PgmNr 1697: A scalable framework for identifying genetic variant set associated with polygenic-traits in UK Biobank.Authors:
Y.-C. Hwang 1; P. Nguyen 2; B.T. Hannigan 1; J. Chin 2
View Session Add to Schedule
1) Science, DNAnexus, Mountain View, CA.; 2) Deep Learning, DNAnexus, Mountain View, CA.
Genome-wide association studies (GWAS) have been instrumental for discovering disease and trait-associated genetic variants, typically single-nucleotide polymorphisms (SNPs). While GWAS can identify SNPs that are marginally associated with traits using univariate tests, most traits in humans are polygenic – where a trait is influenced by more than one gene. Recently, lasso (least absolute shrinkage and selection operator) has been used as a multivariate prediction model for selecting a set of relevant SNPs that are useful for predicting a phenotype of interest. This regression method simultaneously performs variable selection and estimation.

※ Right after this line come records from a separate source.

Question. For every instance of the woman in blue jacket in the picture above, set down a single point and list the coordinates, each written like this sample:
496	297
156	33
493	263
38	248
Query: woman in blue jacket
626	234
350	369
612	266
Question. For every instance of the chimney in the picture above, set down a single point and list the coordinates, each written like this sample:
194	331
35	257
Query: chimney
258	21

UK Biobank, a large prospective population-based cohort study, collects extensive genotypic and phenotypic data of 500,000 individuals, aged 40-69 years, from the UK. The study includes genome-wide genotyping data (805,426 measured variants per individual), and more than 2000 health-related phenotypes. This ultra-high dimension, large-scale cohort makes finding subsets of genes associated with a polygenic trait statistically possible in human populations. However, the data size leads to a computational challenge in fitting the entire cohort into limited storage and memory. Recently, Qian et al. proposed a batch screening iterative lasso (BASIL) algorithm that reduces the problem to a manageable size by implementing lasso in an iterative fashion and parallelizing the screening problem in each iteration. Though it works with subsets of predictors, it does not compensate by providing an approximate solution. They implemented BASIL as a highly optimized R package, snpnet, and provided examples of finding SNP sets that can predict two quantitative traits (height and BMI) and two qualitative traits (asthma and high cholesterol). Using BASIL, they were able to calculate results 20% faster than other alternatives, and with better I/O efficiency.

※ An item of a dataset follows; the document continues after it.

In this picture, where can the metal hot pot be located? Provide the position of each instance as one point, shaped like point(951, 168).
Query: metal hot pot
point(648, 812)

In this study, we packaged snpnet into a portable docker image and deployed it into a cloud environment. After reproducing the discovery of SNP subsets associated with the original four phenotypes, we further extended the analysis to another 1000 phenotypes. Leveraging the flexible capacity of cloud computing, we are able to discover all SNP sets associations efficiently without worrying about overloading a local server. The snpnet docker image and cloud app enables easy adoption of the tool and leverages the massive cloud resource for analyzing high-dimensional datasets like UK Biobank.